The European Union's energy commissioner Guenther Oettinger said today that the Japanese nuclear disaster is a lot worse than what Japan is declaring. In fact, he believes it could be an apocalypse:
There is talk of an apocalypse and I think the word is particularly well chosen [...] I hope that it doesn't happen, but we can't rule out that the worst case scenario [a complete meltdown a la Chernobyl] happens in the next few hours or days.
The European view on the subject is way darker than what the IAEA, the Japan government and most of the United States' media is portraying.

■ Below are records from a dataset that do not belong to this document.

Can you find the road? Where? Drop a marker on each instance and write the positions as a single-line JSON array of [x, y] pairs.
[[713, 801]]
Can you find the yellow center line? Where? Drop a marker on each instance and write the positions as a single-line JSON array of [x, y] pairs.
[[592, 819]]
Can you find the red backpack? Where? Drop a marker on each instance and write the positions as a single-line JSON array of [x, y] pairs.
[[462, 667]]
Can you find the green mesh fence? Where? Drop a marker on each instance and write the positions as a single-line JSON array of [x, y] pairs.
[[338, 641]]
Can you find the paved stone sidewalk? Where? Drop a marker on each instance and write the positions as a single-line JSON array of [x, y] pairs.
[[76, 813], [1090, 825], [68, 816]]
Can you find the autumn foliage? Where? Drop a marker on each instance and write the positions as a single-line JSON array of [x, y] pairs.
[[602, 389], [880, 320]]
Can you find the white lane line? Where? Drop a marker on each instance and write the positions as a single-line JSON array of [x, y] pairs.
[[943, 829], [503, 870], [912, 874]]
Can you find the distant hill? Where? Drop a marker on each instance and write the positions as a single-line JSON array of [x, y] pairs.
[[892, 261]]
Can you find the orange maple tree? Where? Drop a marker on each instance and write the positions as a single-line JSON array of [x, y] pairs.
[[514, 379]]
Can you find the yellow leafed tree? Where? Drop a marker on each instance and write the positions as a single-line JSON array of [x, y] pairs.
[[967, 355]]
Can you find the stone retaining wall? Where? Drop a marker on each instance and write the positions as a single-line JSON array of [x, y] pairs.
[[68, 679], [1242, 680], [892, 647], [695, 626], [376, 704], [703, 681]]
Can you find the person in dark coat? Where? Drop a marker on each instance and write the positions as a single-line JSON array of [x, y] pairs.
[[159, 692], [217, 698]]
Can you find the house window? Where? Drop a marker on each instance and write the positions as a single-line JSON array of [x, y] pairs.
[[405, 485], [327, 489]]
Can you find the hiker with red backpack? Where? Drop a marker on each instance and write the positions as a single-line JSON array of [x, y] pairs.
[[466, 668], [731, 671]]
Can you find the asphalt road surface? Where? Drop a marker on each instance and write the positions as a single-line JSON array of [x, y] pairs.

Oettinger said that the situation is "almost completely out of control" and that it's only going to get worse as workers get evacuated. Nuclear emergency experts believe that you can't keep the situation from escalating without enough personnel on site, pointing at the 50 engineers now at the nuclear complex. Spanish radiobiology scientist Eduard Rodríguez-Farré says that Fukushima is like a "slow-motion camera Chernobyl". According to him, the situation is now "running wild."
Yesterday, André-Claude Lacoste, president of France's national organization for nuclear safety, said that the level threat should be 5 and perhaps 6. Today, the French energy agency said that this disaster is only second to Chernobyl and has recommended to raise the alert to 7, the maximum in the nuclear event scale. France has 58 operating reactors, only second to the United States' 104.